Tip: You can insert Chameleon's HelpBar within your product for free even if you don't have a paid subscription. This lets you integrate an external help center and answer user questions with AI.
eWebinar is an automated webinar platform for scaling onboarding to complex products.
While eWebinar is an automated webinar platform rather than a traditional user onboarding software, it's ultimately used for the same purpose: onboarding users and continuously educating them throughout the entire customer lifecycle.
The big difference is that webinars are 10x more effective when explaining complex workflows and concepts if that is what your product needs. Because webinars support long-form content, you can educate users throughout the full customer journey.
This gives you ample opportunity to explain different workflows, explore multiple product areas, and drive user activation — encompassing everything from primary onboarding to feature adoption or even account expansion.
With eWebinar you record an onboarding or training webinar once and then make it available on-demand or set it to run on a recurring schedule so users can attend it whenever it's most convenient for them (instead of waiting days or weeks for a live presentation).
This is why, whenever CS teams switch from hosting live webinars to running automated webinars on eWebinar, they typically see their attendance rate double. Some companies see much larger improvements like Later who increased the attendance of their customer success webinars by 6x:
Lea el estudio de caso posterior →
Like other client onboarding tools, eWebinar can integrate with your CRMs to sync registrant data and even has a Slack integration that you can use to reply to webinar attendees in real time without ever leaving your workspace.
In fact, the onboarding webinar that people see when they first sign up for eWebinar was built within our platform. Just click here to see what our automated onboarding webinar looks like to see how engaging an interactive pre-recorded presentation can be for yourself!
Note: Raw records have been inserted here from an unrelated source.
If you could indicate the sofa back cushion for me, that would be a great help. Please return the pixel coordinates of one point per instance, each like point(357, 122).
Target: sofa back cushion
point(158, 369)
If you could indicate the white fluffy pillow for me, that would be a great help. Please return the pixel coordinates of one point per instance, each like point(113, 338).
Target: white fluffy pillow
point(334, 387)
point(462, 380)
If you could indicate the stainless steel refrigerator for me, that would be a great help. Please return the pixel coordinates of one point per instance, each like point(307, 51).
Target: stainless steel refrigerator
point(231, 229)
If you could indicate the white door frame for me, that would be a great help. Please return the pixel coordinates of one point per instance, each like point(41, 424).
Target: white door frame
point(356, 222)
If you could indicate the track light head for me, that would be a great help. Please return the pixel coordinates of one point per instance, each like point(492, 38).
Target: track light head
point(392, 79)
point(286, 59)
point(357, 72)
In-app product tours are also complementary to webinars since users will have more context around the tooltips they see within your product if they're already familiar with its interface and the various features covered in the presentation — culminating in a uniform customer engagement experience.
eWebinar pricing starts at $99/month for 3,000 webinar registrants with unlimited team seats and access to all standard features. There are add-ons that let you increase registrant capacity and host webinars on a custom domain that are charged on top of your base subscription.
Click here to watch our on-demand demo!
Note: We use eWebinar to demo eWebinar!
As you can see, there's no shortage of user onboarding tools to choose from. However, more complex products benefit from (and often require) a high-touch onboarding approach. The best way to scale that is through automating your onboarding and training webinars.
Whether your platform handles project management, product analytics, or combines a myriad of SaaS features, the user onboarding process will go a lot smoother if users have on-demand access to in-depth presentations in their moment of need.
Regardless of which of the client onboarding software tools on this list you end up adding to your tech stack, we hope that you strike a balance between reclaiming your time with automation and providing a positive customer experience for every user you onboard.